The 15th Edition of the MEM underscores significant deterioration in the government’s finances, with the deficit reaching its highest level in over a decade. For several years, spending has exceeded revenues while the country has imported more than it exports. This has been financed by increased commercial borrowing and Malawi’s debt has now become unsustainable. Malawi’s economic growth is expected to decline further due to these chronic imbalances, which have been heightened by severe weather events. The Ukraine-Russia war has added a new crisis to what was already a challenging economic climate, with rising prices for fuel, fertilizer and other commodities impacting foreign reserves and exerting pressure on inflation.
While risks to the Malawian economy are tilted to the downside according to the MEM, the government has begun implementing critical policy reforms that are aimed to address macroeconomic imbalances and secure a recovery. However, further action is needed in three areas: i) a coordinated package of reforms to restore macroeconomic stability, ii) enhancing export competitiveness and market-oriented growth, and iii) protecting the poor and strengthening resilience.

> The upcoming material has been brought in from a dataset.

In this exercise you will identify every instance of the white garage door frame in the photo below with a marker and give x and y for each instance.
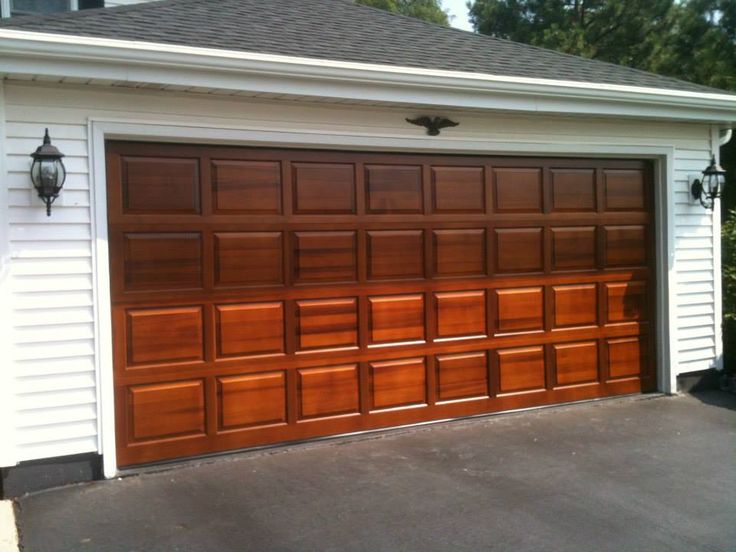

In the context of these fiscal constraints, the Special Theme of the 15th MEM highlights the importance of deepening fiscal decentralization, strengthening the intergovernmental fiscal transfer system, and delivering quality services that reach poor and vulnerable households. The MEM shows that Malawi’s decentralization journey to date has been characterized by a system where ‘finance has not followed function’. This has resulted in uncoordinated planning and decision making over service delivery across levels of government, with sector and district processes often occurring in parallel and overlapping. This is further complicated by development partners that continue to primarily concentrate funding through fragmented, off-budget projects. For a meaningful deepening of decentralization to continue, the vicious cycle of low trust, low investment and low accountability in local government systems needs to be broken.
“At times of fiscal constraint, it becomes critical to maintain effective services for citizens and protect the poor from shocks,” said Hugh Riddell, World Bank Country Manager for Malawi. “The acute economic context provides the Government an opportunity to lock in difficult reforms to stabilize the macro while also deepening decentralization. We at the World Bank are very encouraged by the response of local governments – and citizens – to the new performance-based financing model which can serve to increase confidence in local government systems to bring more development partner resources on-budget.”